Dostałam wypis i wyszłam ze szpitala.
-To co młoda. Jedziemy do domu.-powiedział Kacper opierając się o moje BMW
-Tak. Tylko ja prowadzę.-wyciągnełam do niego rękę po klucze. On mi je podał. Otworzyłam auto i weszliśmy do środka.

W domu

Otworzyłam drzwi i weszliśmy z Kacprem do środka.
-Cześć.-przytuliłam Alka później Matylde. Nagle małe coś przyczepiło mi się do nogi i tym czymś była Marta.
-Ciociu. Gdzie wójek?-spytała patrząc na mnie z dołu
-Wójek jest w swoim domku. Wiesz skarbie.-podniosłam ją
-Aha. A kiedy przyjedzie?-spytała
-Nie wiem.-powiedziałam-Ale jeszcze go zobaczysz. Nie martw się.-dodałam. Nagle usłyszałam szczekanie i zauważyłam Kampera. Odłożyłam Martę na ziemię i uklęknełam przy Kamperze.
-Co się stało?-spytałam głaszcząc go
-Może szczeniaki zaczęły lekko popiskiwać.-powiedziała Matylda. Wstałam i poszłam za Kamperem. Zobaczyłam obok kanapy legowisko Kampera.
-Hej. Jak się macie?-usiadłam obok legowiska i wzięłam jednego szczeniaka go rąk
-Mamo weźmiemy jednego szczeniaka?-Marta zaczęła lekko szarpać sukienkę Matyldy
-Weźmiemy?-spojrzała na Alka
-Jak Karola się zgodzi.-powiedział
-Jasne, że się zgodzę ale na razie jeszcze nie mogę ich oddać.-powiedziałam. Marta popatrzyła na mnie i mnie przytuliła
-Jesteś najlepszą ciocią na świecie.-powiedziała
-A ty najlepszą bratanicą.-przytuliłam ją również. Odsuneła się ode mnie a ja zaczęłam na nowo głaskać szczeniaka którego miałam w rękach.

Później

Matylda, Marta i Alek zaczęli się zbierać do domu a ja im pomogłam.
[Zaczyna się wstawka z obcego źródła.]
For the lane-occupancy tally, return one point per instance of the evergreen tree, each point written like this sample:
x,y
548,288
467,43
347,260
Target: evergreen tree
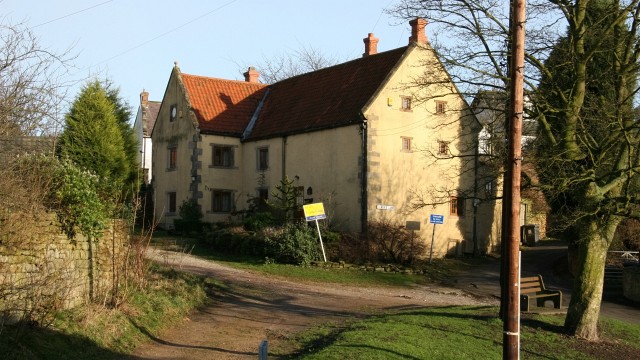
x,y
93,139
123,115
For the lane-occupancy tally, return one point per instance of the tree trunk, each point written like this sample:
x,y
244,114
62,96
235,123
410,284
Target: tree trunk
x,y
584,309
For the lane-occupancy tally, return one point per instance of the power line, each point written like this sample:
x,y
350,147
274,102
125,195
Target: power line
x,y
167,32
77,12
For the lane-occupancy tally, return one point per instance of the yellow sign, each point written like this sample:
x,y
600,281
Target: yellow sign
x,y
314,211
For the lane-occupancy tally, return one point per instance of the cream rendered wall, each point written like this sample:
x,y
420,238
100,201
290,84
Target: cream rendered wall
x,y
396,176
182,134
326,161
220,178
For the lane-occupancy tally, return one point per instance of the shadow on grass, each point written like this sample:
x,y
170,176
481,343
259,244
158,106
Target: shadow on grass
x,y
152,337
26,342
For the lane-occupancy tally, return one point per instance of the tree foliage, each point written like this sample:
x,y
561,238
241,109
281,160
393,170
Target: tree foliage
x,y
93,139
581,70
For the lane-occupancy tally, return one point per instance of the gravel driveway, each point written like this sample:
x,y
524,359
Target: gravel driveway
x,y
254,307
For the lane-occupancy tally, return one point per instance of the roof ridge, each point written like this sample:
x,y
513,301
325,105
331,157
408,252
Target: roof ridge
x,y
224,80
346,63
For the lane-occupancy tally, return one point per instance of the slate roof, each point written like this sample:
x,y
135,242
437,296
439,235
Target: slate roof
x,y
322,99
222,107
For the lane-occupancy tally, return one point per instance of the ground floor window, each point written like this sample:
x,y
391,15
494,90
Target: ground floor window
x,y
457,206
221,200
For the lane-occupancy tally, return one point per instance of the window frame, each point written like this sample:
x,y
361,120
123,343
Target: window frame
x,y
222,209
221,163
172,157
443,148
260,164
173,115
457,206
172,203
405,103
406,140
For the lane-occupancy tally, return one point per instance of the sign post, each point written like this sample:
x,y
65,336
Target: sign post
x,y
313,212
413,226
434,219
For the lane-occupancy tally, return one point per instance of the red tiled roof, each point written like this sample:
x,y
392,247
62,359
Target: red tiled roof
x,y
152,114
222,106
325,98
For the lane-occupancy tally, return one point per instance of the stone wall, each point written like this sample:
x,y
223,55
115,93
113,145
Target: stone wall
x,y
631,283
42,269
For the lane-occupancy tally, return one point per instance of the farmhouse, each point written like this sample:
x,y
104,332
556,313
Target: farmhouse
x,y
361,137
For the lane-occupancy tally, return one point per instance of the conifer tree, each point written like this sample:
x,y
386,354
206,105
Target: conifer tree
x,y
93,139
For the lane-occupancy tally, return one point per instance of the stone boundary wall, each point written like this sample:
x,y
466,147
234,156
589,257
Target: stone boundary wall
x,y
42,270
631,283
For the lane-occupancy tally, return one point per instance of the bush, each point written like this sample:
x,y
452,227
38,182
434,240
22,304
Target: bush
x,y
390,242
258,221
296,244
190,218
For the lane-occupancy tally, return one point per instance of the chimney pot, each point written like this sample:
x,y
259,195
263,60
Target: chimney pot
x,y
251,75
144,98
370,45
418,34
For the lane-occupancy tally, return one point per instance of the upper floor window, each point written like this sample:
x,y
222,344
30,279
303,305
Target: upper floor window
x,y
457,206
405,103
171,202
222,155
173,112
263,158
443,148
172,158
406,144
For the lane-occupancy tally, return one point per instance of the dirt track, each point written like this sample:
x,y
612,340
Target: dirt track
x,y
253,308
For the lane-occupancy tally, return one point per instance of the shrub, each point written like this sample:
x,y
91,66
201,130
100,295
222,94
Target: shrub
x,y
389,241
258,221
297,244
190,217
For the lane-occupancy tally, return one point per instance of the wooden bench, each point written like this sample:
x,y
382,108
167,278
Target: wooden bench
x,y
533,288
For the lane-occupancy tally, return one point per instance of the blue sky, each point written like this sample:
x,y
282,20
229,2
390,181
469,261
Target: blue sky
x,y
135,43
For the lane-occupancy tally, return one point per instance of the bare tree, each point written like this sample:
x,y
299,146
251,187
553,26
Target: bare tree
x,y
588,141
303,60
32,87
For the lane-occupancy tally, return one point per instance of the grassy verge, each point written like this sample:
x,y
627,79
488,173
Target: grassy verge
x,y
96,332
460,333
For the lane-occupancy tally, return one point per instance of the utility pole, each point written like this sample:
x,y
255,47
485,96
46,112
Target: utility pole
x,y
511,324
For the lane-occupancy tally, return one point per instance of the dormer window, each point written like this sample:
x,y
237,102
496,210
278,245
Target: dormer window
x,y
405,103
173,112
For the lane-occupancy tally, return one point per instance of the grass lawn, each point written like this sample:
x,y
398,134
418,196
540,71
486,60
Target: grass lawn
x,y
462,333
98,332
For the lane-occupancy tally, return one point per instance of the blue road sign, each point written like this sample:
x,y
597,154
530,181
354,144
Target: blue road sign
x,y
436,219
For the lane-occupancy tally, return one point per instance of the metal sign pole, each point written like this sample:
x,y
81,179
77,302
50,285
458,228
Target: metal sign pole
x,y
433,235
321,244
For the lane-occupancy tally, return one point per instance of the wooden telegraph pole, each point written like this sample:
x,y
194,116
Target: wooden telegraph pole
x,y
511,333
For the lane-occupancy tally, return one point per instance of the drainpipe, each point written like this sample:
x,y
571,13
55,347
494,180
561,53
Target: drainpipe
x,y
363,180
284,157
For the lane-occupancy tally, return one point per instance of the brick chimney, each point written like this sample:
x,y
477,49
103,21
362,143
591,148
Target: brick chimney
x,y
418,34
251,75
370,45
144,98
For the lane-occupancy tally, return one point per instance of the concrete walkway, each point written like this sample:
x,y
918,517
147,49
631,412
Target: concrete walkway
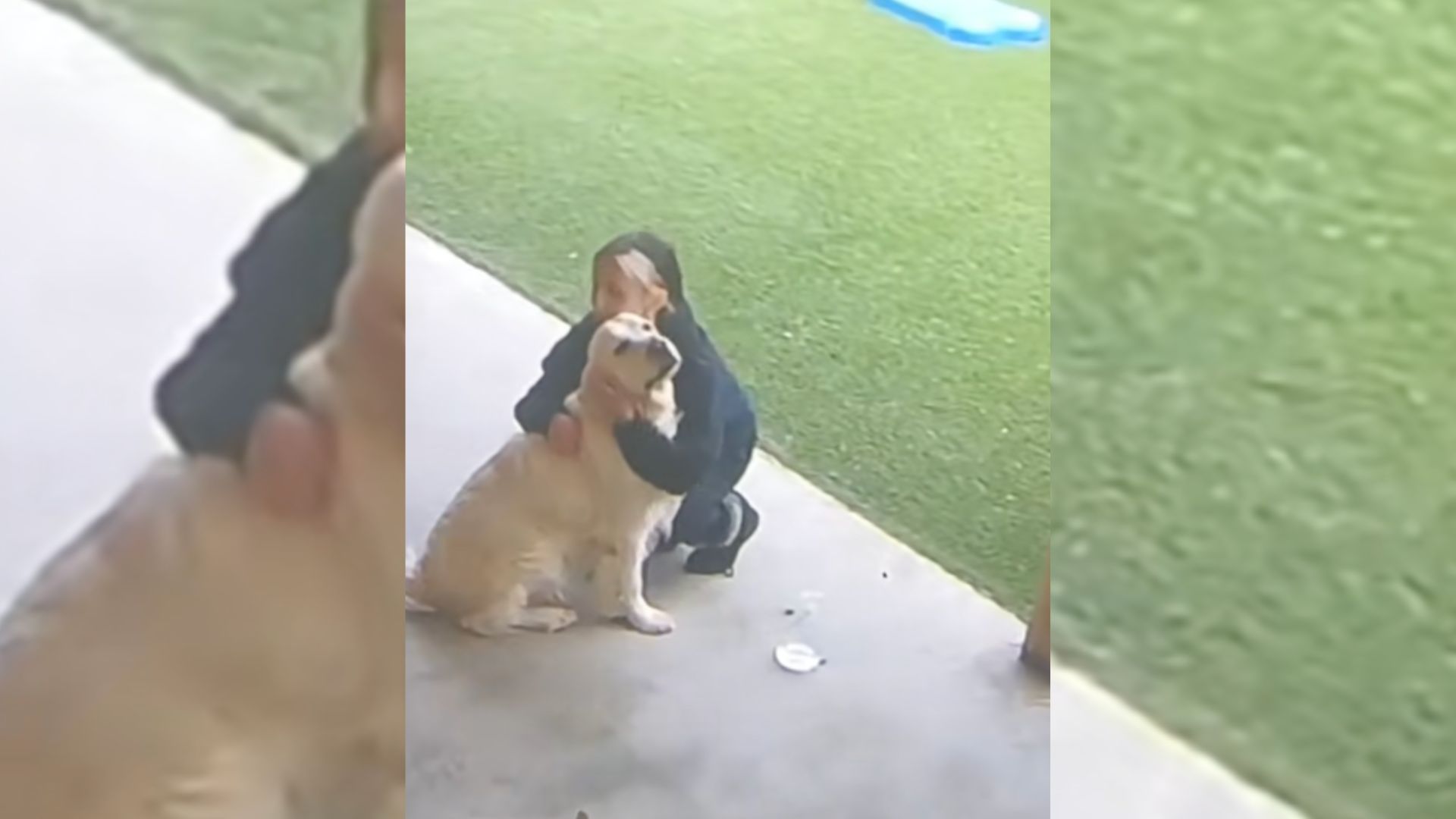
x,y
123,200
921,711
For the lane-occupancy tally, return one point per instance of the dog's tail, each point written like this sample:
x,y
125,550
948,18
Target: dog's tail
x,y
414,586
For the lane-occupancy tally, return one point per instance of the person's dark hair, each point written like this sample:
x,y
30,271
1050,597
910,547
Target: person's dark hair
x,y
657,251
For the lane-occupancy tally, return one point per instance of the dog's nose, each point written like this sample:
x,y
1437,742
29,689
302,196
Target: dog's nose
x,y
660,349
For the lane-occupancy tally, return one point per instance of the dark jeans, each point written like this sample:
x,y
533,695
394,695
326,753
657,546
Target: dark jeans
x,y
284,286
702,521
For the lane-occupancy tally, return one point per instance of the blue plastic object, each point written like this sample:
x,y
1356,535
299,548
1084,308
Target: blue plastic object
x,y
971,24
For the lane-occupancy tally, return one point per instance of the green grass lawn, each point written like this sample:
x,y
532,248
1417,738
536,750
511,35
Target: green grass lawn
x,y
284,69
862,215
1256,494
862,212
1254,356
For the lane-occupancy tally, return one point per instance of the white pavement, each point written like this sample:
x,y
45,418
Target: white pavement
x,y
121,200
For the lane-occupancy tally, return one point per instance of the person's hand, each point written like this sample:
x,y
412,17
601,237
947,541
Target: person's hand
x,y
289,461
564,436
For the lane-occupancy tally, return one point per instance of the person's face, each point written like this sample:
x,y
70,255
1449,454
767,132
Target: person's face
x,y
628,284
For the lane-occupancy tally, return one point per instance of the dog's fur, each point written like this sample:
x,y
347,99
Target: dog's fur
x,y
504,551
191,654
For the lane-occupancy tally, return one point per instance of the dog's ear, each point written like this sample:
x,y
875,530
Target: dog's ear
x,y
366,346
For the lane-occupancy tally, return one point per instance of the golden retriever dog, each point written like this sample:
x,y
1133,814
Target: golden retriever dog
x,y
193,654
503,554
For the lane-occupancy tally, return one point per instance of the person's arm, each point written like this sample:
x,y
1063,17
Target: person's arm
x,y
676,465
284,283
561,376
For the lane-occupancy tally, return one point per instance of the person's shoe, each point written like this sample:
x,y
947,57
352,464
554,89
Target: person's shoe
x,y
720,560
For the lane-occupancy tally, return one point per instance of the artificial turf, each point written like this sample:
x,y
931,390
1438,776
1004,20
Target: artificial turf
x,y
1253,375
862,213
861,209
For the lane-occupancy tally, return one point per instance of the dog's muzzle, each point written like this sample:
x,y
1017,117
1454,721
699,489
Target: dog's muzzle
x,y
661,352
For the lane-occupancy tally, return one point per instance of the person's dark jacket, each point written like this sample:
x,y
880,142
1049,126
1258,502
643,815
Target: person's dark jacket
x,y
708,395
284,286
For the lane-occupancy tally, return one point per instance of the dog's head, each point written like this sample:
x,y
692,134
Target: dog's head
x,y
631,356
359,369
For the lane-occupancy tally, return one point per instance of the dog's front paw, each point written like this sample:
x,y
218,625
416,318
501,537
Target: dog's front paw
x,y
650,620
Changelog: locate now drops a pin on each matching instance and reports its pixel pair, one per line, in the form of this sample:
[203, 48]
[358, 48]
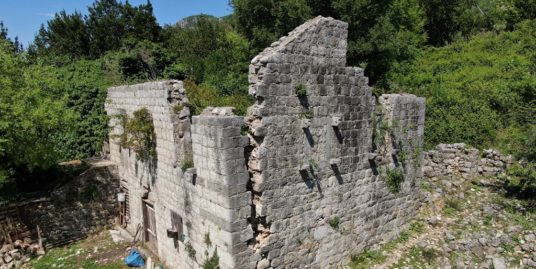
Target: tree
[481, 92]
[32, 115]
[381, 33]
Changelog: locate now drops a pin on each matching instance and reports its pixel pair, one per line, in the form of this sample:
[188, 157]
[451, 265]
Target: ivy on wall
[138, 134]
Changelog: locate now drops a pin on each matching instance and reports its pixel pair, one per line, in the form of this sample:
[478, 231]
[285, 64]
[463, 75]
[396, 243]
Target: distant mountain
[191, 21]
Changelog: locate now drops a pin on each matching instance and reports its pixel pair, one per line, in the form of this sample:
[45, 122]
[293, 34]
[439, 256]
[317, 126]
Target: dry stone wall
[71, 212]
[461, 160]
[317, 197]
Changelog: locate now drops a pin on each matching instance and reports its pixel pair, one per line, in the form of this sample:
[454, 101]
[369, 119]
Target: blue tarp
[134, 259]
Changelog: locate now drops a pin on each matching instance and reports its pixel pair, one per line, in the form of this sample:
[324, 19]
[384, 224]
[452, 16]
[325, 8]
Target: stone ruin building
[301, 181]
Usiedli do auta i odjechali.
-No i zostaliśmy sami we dwoje.-powiedział Kacper
-Tak. Chodź pomożesz mi.-chwyciłam go za rękę
-W czym?-spytał
-Zaraz się dowiesz.-powiedziałam z uśmiechem.

Weszliśmy do pokoju z cosplayami.
-Co to jest?-spytał
-Wszystkie cosplaye jakie mam. Ubrania, peruki, dodatki i kosmetyki.-powiedziałam
-No i po co ja tu jestem?-spytał
-Potrzebuję wymiarów Dominika.-zaczełam szukać metra
-Ale ja nie jestem Dominikem.-powiedział i spojrzał na mnie
-O tu jest.-powiedziałam biorąc metr do ręki-Wiem, ale masz podobny wzrost, podobną figurę i rozmiar buta.-dodałam patrząc na niego
-Okej. Po co?-spytał
-Będę kupowała cosplaye.-powiedziałam i podeszłam do niego
-Jakie?-spytał
-Czkawke i Astrid, Kirito i Asunę, Biedronkę i Czarnego kota.-powiedziałam i zaczęłam go mierzyć
-Łuuu. Dominik to się ma fajnie. Dziewczyna kupuje mu strój, a on za niego nie musi płacić.-zaśmiał się Kacper. Uśmiechnęłam się i przewróciłam oczami. Zapisałam wszystkie jego rozmiary na kartce.
-Mógłbyś teraz ty mnie zmierzyć?-spytałam wyciągając w jego stronę rękę z metrem
-Spoko.-wzioł ode mnie metr. Lekko kucnął żeby zmierzyć mnie w talii. Zapisał wszystkie moje wymiary na kartce po drugiej stronie.
-Okej. To teraz tylko to kupić.-powiedziałam i wyszłam z pokoju. Poszłam do swojego biura i usiadłam przy biurku.
-Dobra. Czarny Kot-jest, Czkawka-jest, Kirito-jest, Biedronka-jest, Astrid-jest i Asuna-jest.-powiedziałam i kupiłam wszystkie kostiumy.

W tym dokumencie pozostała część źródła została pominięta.